1Jesus aber begab sich an den Ölberg. 2Am folgenden Morgen jedoch fand er sich wieder im Tempel ein, und das gesamte Volk kam zu ihm; er setzte sich dann und lehrte sie.

3Da führten die Schriftgelehrten und Pharisäer eine Frau herbei, die beim Ehebruch ergriffen (oder: ertappt) worden war, stellten sie in die Mitte 4und sagten zu ihm: »Meister, diese Frau ist auf frischer Tat beim Ehebruch ergriffen (oder: ertappt) worden. 5Nun hat Mose uns im Gesetz geboten, solche Frauen zu steinigen. Was sagst nun du dazu?« (3.Mose 20,10; 5.Mose 22,22) 6Dies sagten sie aber, um ihn zu versuchen, damit sie einen Grund zur Anklage gegen ihn hätten.
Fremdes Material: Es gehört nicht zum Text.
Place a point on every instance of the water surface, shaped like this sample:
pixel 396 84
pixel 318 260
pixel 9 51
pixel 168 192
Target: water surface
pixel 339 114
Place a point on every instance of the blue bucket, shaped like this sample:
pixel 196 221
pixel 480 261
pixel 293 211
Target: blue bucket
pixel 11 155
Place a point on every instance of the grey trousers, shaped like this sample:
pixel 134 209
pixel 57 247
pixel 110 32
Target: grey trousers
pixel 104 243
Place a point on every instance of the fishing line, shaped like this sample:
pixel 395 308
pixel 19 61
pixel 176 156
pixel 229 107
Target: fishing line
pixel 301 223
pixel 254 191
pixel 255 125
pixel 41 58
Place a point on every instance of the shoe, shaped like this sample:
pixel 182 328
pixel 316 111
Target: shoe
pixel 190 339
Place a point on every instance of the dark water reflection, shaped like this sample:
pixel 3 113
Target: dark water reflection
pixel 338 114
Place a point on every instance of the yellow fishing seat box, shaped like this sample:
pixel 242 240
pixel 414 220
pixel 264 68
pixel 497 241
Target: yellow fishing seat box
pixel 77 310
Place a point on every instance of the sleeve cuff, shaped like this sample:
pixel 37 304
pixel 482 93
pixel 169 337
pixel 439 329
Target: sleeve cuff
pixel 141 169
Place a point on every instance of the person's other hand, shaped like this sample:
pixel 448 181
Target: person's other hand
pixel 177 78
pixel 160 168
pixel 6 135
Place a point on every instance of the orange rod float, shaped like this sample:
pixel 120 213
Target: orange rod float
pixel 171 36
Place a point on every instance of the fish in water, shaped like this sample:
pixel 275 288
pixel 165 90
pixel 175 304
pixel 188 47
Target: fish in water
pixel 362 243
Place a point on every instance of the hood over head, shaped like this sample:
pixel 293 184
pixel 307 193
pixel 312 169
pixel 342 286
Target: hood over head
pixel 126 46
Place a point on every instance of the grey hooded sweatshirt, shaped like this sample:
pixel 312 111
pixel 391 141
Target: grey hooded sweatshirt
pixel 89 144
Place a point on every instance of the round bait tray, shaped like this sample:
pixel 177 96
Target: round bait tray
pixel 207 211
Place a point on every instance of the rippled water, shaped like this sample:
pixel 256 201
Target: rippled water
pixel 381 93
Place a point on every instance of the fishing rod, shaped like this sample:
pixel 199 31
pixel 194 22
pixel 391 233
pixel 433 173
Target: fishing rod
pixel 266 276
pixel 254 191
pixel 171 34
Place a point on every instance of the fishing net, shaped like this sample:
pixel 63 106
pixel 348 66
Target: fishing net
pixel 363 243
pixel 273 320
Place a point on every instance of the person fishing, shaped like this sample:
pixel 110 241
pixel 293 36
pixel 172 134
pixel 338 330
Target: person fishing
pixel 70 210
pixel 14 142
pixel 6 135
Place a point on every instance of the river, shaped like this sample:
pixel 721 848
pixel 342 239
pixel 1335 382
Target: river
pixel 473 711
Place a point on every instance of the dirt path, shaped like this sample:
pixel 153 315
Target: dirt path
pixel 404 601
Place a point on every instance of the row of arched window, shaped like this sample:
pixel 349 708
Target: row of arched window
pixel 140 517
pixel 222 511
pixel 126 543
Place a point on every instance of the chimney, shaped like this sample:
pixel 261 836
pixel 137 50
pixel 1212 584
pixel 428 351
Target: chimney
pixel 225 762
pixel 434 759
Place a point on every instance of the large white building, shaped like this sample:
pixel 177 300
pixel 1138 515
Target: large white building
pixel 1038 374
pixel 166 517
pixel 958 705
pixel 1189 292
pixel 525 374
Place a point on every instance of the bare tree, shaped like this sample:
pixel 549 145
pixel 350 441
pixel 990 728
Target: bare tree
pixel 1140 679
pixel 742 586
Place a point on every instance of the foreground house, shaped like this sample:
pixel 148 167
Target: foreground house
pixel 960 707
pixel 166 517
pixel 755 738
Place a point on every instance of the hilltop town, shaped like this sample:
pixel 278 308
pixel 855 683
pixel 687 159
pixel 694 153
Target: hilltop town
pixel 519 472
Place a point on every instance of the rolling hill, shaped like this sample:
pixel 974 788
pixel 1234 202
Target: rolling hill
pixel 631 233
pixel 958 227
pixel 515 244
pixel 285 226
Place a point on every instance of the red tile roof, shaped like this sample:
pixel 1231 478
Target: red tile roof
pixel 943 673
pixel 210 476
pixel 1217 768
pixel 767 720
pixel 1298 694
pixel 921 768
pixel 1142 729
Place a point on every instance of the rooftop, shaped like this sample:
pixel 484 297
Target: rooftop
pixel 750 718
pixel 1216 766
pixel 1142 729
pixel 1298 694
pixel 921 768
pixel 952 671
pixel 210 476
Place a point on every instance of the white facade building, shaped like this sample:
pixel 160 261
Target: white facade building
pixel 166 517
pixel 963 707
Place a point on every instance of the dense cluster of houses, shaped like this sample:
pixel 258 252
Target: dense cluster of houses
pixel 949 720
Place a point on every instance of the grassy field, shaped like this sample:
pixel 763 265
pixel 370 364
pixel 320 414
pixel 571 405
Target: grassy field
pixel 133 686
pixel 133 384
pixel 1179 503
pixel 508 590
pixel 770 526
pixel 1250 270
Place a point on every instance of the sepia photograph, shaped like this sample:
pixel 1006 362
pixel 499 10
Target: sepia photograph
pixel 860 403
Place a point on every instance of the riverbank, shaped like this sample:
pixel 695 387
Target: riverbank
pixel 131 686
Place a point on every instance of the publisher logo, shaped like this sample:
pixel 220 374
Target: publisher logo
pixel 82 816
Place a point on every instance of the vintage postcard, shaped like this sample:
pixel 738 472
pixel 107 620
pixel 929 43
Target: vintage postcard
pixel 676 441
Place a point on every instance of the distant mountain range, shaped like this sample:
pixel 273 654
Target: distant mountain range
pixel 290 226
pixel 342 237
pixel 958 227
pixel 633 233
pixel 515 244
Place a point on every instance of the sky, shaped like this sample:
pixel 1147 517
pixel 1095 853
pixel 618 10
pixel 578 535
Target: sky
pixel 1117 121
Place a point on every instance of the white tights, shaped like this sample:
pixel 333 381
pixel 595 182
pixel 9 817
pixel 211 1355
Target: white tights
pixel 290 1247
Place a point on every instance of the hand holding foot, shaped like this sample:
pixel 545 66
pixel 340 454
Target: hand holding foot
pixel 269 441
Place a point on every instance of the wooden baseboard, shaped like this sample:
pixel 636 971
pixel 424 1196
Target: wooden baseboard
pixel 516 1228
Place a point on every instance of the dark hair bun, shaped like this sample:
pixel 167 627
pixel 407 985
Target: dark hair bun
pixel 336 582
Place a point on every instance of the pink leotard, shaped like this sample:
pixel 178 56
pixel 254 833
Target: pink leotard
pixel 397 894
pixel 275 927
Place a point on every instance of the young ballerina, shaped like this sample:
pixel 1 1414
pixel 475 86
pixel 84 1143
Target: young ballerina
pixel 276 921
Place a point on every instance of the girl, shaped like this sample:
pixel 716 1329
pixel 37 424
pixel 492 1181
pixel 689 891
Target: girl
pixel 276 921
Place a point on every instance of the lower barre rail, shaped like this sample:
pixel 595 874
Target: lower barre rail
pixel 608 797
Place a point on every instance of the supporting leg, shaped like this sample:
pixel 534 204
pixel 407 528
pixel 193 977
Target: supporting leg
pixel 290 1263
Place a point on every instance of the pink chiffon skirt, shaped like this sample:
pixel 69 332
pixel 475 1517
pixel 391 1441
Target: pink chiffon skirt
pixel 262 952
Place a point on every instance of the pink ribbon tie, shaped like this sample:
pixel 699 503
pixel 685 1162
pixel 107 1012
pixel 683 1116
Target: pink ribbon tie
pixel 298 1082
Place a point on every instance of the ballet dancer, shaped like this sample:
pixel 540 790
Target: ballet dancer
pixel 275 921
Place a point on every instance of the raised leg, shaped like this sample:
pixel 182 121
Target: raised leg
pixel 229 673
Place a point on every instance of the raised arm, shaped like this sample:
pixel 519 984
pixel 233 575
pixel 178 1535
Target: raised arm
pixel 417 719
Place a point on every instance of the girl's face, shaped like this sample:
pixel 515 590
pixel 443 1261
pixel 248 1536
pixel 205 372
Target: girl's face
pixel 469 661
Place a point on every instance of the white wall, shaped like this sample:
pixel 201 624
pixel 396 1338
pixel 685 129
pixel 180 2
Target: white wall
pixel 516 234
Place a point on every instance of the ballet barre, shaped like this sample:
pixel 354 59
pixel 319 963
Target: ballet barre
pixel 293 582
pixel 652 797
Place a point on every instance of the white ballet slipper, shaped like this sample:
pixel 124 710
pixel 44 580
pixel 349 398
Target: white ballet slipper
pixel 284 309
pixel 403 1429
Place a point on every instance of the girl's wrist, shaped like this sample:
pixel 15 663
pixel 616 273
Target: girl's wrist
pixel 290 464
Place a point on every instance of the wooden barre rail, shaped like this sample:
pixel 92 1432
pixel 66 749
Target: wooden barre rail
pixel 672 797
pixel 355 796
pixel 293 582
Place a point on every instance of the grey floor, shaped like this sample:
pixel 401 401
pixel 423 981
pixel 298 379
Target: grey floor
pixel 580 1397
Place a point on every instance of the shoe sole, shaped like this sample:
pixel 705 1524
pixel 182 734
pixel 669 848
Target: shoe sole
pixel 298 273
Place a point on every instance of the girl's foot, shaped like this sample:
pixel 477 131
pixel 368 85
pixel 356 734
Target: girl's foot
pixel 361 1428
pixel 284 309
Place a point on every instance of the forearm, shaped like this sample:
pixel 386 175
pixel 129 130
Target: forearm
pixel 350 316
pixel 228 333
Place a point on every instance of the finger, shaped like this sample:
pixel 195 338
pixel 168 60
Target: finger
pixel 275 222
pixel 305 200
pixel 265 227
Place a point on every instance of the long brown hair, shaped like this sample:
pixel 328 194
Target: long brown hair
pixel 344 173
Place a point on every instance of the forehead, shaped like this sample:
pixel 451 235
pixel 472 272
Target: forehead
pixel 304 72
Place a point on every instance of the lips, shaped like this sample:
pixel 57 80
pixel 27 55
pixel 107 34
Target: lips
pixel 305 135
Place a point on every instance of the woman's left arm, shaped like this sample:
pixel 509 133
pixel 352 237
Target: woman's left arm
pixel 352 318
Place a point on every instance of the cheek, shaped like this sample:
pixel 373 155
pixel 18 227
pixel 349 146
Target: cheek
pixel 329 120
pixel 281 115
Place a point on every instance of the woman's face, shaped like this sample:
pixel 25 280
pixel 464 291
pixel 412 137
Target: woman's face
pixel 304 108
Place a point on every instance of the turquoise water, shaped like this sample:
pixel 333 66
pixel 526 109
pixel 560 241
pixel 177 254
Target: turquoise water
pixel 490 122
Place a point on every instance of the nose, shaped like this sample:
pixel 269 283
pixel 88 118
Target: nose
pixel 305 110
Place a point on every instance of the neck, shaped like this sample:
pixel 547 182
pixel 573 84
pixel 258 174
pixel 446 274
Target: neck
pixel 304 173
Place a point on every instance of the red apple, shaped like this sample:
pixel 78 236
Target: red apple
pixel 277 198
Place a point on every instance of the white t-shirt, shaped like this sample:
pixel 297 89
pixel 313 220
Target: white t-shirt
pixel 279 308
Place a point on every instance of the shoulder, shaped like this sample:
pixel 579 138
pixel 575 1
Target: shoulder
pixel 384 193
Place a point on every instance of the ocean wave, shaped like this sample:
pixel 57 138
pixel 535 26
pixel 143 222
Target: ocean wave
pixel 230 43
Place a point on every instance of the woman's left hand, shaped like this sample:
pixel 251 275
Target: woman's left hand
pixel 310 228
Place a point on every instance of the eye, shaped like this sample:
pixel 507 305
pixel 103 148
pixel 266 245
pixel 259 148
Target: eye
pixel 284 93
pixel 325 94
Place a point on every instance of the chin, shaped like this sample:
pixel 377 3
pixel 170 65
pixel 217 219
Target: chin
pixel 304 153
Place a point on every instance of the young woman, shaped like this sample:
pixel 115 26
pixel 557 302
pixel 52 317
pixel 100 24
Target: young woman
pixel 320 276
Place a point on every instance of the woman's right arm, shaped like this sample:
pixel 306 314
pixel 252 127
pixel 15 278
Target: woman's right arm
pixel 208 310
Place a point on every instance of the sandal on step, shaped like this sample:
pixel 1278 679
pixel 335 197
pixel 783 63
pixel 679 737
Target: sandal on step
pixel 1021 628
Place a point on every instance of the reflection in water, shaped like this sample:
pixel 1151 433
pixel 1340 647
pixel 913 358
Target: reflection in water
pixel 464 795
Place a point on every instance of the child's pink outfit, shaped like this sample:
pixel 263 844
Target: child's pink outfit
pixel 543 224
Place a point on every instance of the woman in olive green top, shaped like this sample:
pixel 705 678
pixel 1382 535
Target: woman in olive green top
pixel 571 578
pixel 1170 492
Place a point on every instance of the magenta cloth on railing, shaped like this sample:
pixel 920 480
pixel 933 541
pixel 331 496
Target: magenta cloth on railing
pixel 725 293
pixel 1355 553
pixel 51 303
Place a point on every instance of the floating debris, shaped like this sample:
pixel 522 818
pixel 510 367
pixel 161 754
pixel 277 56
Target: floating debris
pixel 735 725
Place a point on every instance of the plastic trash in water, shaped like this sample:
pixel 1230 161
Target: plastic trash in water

Jesus aber bückte sich nieder und schrieb mit dem Finger auf den Erdboden. 7Als sie aber ihre Frage an ihn mehrfach wiederholten, richtete er sich auf und sagte zu ihnen: »Wer unter euch ohne Sünde ist, werfe den ersten Stein auf sie!« (Röm. 2,1) 8Hierauf bückte er sich aufs neue und schrieb auf dem Erdboden weiter. 9Als aber jene das gehört hatten, gingen sie einer nach dem andern weg, die Ältesten zuerst bis zu den Letzten, und Jesus blieb allein zurück mit der Frau, die in der Mitte (= vor ihm) stand.

10Da richtete Jesus sich auf und fragte sie: »Frau, wo sind sie (d.h. deine Ankläger)? Hat keiner dich verurteilt?« Sie antwortete: »Keiner, Herr.« 11Da sagte Jesus: »Auch ich verurteile dich nicht: gehe hin und sündige hinfort nicht mehr!« (Joh. 5,14)

Jesus das Licht der Welt

12Nun redete Jesus aufs neue zu ihnen und sagte: »Ich bin das Licht der Welt: wer mir nachfolgt, wird nicht in der Finsternis wandeln, sondern das Licht des Lebens haben.« (Jes. 49,6; Joh. 1,5; Joh. 1,9; Matth. 5,14-16)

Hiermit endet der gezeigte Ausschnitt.